Timer callbacks do not ensure this locking.
=============================
WARNING: suspicious RCU usage
4.15.0+ #200 Not tainted
-----------------------------
./include/linux/inetdevice.h:216 suspicious rcu_dereference_check() usage!

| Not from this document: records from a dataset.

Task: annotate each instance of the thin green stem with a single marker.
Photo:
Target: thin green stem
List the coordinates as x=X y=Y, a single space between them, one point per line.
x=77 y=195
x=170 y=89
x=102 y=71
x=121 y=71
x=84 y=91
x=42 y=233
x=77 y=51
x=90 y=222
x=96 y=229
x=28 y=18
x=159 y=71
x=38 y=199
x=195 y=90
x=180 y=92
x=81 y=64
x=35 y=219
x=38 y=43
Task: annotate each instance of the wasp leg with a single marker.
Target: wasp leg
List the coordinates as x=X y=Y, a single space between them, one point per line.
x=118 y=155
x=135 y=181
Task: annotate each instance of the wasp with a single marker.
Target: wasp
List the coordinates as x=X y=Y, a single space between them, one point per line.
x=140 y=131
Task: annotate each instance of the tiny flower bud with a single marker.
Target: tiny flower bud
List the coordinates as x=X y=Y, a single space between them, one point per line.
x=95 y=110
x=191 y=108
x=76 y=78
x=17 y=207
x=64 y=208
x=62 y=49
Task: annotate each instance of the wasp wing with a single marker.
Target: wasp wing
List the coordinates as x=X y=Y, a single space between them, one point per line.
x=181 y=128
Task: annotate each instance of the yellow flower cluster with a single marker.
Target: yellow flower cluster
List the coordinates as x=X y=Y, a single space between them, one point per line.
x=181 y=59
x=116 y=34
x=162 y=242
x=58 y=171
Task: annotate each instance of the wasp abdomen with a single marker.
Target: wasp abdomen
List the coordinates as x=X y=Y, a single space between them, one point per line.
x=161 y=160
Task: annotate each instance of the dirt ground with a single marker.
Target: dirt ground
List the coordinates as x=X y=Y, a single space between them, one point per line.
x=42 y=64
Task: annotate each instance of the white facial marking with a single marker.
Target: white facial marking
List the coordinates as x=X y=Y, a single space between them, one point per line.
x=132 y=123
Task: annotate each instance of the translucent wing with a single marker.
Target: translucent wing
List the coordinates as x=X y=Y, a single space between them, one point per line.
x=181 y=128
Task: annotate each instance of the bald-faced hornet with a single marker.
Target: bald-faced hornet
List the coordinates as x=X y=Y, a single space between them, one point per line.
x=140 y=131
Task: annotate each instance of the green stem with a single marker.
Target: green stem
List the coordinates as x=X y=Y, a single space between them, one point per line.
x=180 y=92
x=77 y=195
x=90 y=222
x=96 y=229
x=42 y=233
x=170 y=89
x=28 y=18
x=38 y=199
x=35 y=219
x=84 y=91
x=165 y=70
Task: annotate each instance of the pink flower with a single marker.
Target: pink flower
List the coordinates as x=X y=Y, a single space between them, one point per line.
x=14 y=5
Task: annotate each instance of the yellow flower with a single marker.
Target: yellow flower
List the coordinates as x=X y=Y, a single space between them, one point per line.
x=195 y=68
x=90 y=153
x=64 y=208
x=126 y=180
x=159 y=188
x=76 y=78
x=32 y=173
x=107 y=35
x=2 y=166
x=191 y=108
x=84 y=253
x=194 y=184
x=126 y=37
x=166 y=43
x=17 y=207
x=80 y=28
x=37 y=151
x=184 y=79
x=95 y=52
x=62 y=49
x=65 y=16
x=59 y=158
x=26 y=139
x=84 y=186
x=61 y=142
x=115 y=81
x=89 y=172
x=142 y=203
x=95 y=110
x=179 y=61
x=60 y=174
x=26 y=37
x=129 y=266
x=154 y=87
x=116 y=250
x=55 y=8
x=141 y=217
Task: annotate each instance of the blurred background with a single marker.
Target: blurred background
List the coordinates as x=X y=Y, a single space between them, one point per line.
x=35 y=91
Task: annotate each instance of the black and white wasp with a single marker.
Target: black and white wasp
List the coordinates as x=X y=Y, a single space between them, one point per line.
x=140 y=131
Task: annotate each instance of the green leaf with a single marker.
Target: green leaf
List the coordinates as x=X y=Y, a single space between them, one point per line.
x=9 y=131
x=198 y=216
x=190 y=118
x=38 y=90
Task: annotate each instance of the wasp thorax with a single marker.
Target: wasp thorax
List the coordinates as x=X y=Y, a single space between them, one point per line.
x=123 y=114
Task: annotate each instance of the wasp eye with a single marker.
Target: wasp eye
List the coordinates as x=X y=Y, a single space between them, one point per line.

other info that might help us debug this:
rcu_scheduler_active = 2, debug_locks = 1
3 locks held by syzkaller616973/4074:
#0: (&mm->mmap_sem){++++}, at: [<00000000bfce669e>] __do_page_fault+0x32d/0xc90 arch/x86/mm/fault.c:1355
#1: ((&im->timer)){+.-.}, at: [<00000000619d2f71>] lockdep_copy_map include/linux/lockdep.h:178 [inline]
#1: ((&im->timer)){+.-.}, at: [<00000000619d2f71>] call_timer_fn+0x1c6/0x820 kernel/time/timer.c:1316
#2: (&(&im->lock)->rlock){+.-.}, at: [<000000005f833c5c>] spin_lock_bh include/linux/spinlock.h:315 [inline]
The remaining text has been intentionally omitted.